One strategy local oil companies can adopt to improve their chances of securing investment dollars is by incorporating renewables as part of their energy mix as investors pull funds away from fossil fuels.

Financing is leaving the oil and gas sector at an alarming rate due to environmental concerns. So, local oil firms are making a case for investments by showing there are renewable options in their energy mix even as they ramp up gas investment as transition fuels.

“You must now put energy mix strategy in your portfolio to brighten your chances of getting investments,” said Chikezie Nwosu, CEO, Waltersmith Petroman Oil Limited, in a presentation at the WIEN & REAN International Women in Energy Symposium.

According to Nwosu, his company is morphing into an integrated energy company relying on gas as a transition fuel to make a case for sustainable operations. Waltersmith has acquired a gas-to-power licence of 3,000mw power and is pursuing a 1,000mw renewable energy project with the United Nations Industrial Development Organisation (UNIDO).

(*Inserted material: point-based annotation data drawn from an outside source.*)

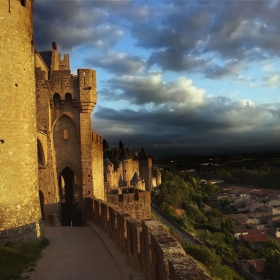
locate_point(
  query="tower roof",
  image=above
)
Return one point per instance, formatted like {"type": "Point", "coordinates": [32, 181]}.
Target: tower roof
{"type": "Point", "coordinates": [107, 162]}
{"type": "Point", "coordinates": [47, 57]}
{"type": "Point", "coordinates": [136, 178]}
{"type": "Point", "coordinates": [124, 155]}
{"type": "Point", "coordinates": [142, 152]}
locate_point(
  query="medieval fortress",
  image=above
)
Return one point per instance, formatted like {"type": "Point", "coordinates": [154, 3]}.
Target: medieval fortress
{"type": "Point", "coordinates": [51, 160]}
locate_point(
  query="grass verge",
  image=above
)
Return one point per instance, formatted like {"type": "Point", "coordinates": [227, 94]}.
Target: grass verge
{"type": "Point", "coordinates": [14, 259]}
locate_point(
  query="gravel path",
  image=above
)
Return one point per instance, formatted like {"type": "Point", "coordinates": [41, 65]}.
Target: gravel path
{"type": "Point", "coordinates": [76, 253]}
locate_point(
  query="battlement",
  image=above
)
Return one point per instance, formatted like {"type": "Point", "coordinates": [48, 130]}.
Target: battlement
{"type": "Point", "coordinates": [149, 248]}
{"type": "Point", "coordinates": [96, 138]}
{"type": "Point", "coordinates": [13, 7]}
{"type": "Point", "coordinates": [136, 203]}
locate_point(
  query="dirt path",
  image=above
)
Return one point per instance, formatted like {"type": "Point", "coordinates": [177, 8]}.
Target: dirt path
{"type": "Point", "coordinates": [76, 253]}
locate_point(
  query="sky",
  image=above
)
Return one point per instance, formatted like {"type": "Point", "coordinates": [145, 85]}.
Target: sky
{"type": "Point", "coordinates": [177, 77]}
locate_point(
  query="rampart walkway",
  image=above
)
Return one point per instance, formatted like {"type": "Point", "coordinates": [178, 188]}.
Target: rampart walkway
{"type": "Point", "coordinates": [80, 253]}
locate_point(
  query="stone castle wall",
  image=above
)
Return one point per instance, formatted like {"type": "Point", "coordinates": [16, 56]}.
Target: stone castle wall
{"type": "Point", "coordinates": [64, 105]}
{"type": "Point", "coordinates": [137, 204]}
{"type": "Point", "coordinates": [149, 248]}
{"type": "Point", "coordinates": [19, 194]}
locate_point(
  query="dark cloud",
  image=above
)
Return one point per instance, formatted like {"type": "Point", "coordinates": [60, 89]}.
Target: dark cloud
{"type": "Point", "coordinates": [215, 39]}
{"type": "Point", "coordinates": [220, 126]}
{"type": "Point", "coordinates": [74, 23]}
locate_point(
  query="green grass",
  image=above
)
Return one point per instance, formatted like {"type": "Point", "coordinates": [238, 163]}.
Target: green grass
{"type": "Point", "coordinates": [14, 259]}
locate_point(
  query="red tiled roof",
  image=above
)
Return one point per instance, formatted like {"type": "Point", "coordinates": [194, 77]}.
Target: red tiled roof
{"type": "Point", "coordinates": [240, 229]}
{"type": "Point", "coordinates": [258, 264]}
{"type": "Point", "coordinates": [259, 237]}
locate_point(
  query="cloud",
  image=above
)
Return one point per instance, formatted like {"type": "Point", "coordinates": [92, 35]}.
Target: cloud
{"type": "Point", "coordinates": [118, 63]}
{"type": "Point", "coordinates": [230, 68]}
{"type": "Point", "coordinates": [177, 61]}
{"type": "Point", "coordinates": [152, 90]}
{"type": "Point", "coordinates": [272, 80]}
{"type": "Point", "coordinates": [220, 126]}
{"type": "Point", "coordinates": [80, 23]}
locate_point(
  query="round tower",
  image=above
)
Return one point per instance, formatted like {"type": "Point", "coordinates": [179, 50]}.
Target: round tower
{"type": "Point", "coordinates": [20, 214]}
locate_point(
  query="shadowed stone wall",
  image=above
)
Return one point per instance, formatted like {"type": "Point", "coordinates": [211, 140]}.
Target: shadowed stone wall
{"type": "Point", "coordinates": [149, 248]}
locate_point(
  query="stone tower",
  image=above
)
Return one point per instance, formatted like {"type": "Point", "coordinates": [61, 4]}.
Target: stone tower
{"type": "Point", "coordinates": [71, 154]}
{"type": "Point", "coordinates": [145, 168]}
{"type": "Point", "coordinates": [20, 214]}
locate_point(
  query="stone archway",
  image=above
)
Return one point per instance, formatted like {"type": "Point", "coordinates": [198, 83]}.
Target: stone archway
{"type": "Point", "coordinates": [70, 210]}
{"type": "Point", "coordinates": [42, 201]}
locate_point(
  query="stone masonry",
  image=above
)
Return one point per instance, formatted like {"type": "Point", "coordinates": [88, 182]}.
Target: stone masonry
{"type": "Point", "coordinates": [71, 155]}
{"type": "Point", "coordinates": [20, 215]}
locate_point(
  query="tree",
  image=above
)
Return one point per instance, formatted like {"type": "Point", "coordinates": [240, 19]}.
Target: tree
{"type": "Point", "coordinates": [272, 265]}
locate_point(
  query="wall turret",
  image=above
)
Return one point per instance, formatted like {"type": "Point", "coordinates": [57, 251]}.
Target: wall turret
{"type": "Point", "coordinates": [86, 87]}
{"type": "Point", "coordinates": [20, 213]}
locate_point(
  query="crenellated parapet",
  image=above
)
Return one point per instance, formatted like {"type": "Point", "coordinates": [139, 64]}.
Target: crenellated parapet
{"type": "Point", "coordinates": [86, 89]}
{"type": "Point", "coordinates": [149, 248]}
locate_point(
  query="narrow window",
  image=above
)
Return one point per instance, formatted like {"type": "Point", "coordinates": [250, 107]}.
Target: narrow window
{"type": "Point", "coordinates": [65, 134]}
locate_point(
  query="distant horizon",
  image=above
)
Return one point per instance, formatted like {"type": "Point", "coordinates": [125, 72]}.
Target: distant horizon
{"type": "Point", "coordinates": [170, 154]}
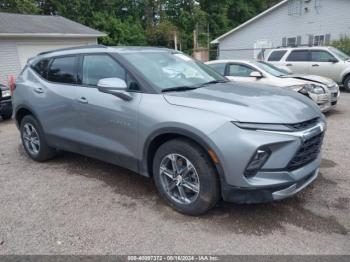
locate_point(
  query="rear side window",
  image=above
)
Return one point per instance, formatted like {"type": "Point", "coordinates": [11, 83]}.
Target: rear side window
{"type": "Point", "coordinates": [63, 70]}
{"type": "Point", "coordinates": [220, 68]}
{"type": "Point", "coordinates": [276, 56]}
{"type": "Point", "coordinates": [321, 56]}
{"type": "Point", "coordinates": [299, 56]}
{"type": "Point", "coordinates": [41, 67]}
{"type": "Point", "coordinates": [96, 67]}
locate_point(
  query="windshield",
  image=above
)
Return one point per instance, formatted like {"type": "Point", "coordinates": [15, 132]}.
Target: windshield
{"type": "Point", "coordinates": [170, 70]}
{"type": "Point", "coordinates": [268, 68]}
{"type": "Point", "coordinates": [341, 55]}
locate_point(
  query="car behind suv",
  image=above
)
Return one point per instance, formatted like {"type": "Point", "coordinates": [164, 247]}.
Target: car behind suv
{"type": "Point", "coordinates": [323, 61]}
{"type": "Point", "coordinates": [164, 115]}
{"type": "Point", "coordinates": [323, 91]}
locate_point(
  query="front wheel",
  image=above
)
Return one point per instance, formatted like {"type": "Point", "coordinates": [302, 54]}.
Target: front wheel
{"type": "Point", "coordinates": [185, 177]}
{"type": "Point", "coordinates": [347, 84]}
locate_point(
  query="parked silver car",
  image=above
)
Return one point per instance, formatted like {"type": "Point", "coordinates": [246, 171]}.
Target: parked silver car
{"type": "Point", "coordinates": [324, 61]}
{"type": "Point", "coordinates": [323, 91]}
{"type": "Point", "coordinates": [164, 115]}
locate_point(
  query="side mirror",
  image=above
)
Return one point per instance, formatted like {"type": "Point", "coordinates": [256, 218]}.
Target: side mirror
{"type": "Point", "coordinates": [114, 86]}
{"type": "Point", "coordinates": [256, 74]}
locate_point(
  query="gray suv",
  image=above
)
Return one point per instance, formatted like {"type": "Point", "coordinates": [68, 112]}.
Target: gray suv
{"type": "Point", "coordinates": [164, 115]}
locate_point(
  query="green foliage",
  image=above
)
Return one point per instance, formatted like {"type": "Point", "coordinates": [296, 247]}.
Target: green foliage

For some local oil and gas companies, this is seen as a game-changing strategy to secure investments. Seplat Petroleum Development Company had said Nigeria should prepare for energy transition with gas as its prime focus and gradually invest more on renewables. It recently secured over $200 million to ramp up gas investment in Nigeria.

Financing from financial institutions is drying up. Bank loans to the energy sector constitute a big size of their non-performing loans, haemorrhaging appetite for further lending.

Multilateral organisations, developmental agencies, and private equity firms are unwilling to provide lending for oil and gas projects as shareholders are increasingly demanding to fund cleaner fuels.

To date, over 100 globally significant financial institutions have announced their divestment from coal, according to a study by the Institute for Energy Economics and Financial Analysis (EEFA), a US non-profit think tank.

“Now they’re leaving other fossil fuels including oil, LNG, fossil gas, oil sands, and arctic drilling,” said analysts at EEFA.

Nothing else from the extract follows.